Nos momentos finais da despedida, um cortejo formado por familiares e fãs seguiu o caixão, e encerrou a cerimônia com preces. Renata Costa Lana e Souza, mulher de Wando, depositou rosas vermelhas sobre o caixão no momento da descida.
O vereador Agnaldo Timóteo e o cantor Márcio Greyck compareceram ao cemitério. Na manhã desta quinta-feira (9), Timóteo fez recordações sobre o amigo. “Wando será lembrado pela irreverência, simplicidade e alegria. Vai deixar saudade”.
Ele também fez referência a Elis Regina, Raul Seixas e Tim Maia e disse que “infelizmente muitos artistas não se cuidam como deveriam”. Greyck lamentou a perda e disse que Wando era um dos talentos da música popular brasileira. “Uma perda irreparável. As músicas dele vão ficar na memória do povo”.
Vanderley Alves dos Reis nasceu em 2 de outubro de 1945 – “num arraial chamado Bom Jardim [em Minas Gerais]”. Lá, ficava a fazenda que teria pertencido aos seus avós. Seu registro, no entanto, foi feito na cidade de Cajuri, no mesmo estado. Ele conta que, ainda criança, mudou-se para Juiz de Fora (MG), onde concluiu o antigo primário.
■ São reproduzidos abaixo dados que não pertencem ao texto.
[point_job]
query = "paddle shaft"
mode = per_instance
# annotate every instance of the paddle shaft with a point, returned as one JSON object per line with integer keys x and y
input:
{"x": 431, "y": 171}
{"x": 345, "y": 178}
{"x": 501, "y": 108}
Mais tarde, ele foi para Volta Redonda (RJ), “onde eu entreguei leite nas casas, vendi jornal, virei feirante, dirigi caminhão na estrada”. Na mesma época, passou a se interessar por música, tendo inicialmente se dedicado ao estudo do “violão clássico”. “E aí eu descobri que não era legal o violão clássico para o que eu queria: eu queria tocar pras moças, né?”, afirmou em seu site oficial.
Entre álbuns de estúdio e registros ao vivo, o site de Wando contabiliza 28 trabalhos ao todo. O cantor acreditava ter vendido dez milhões de discos.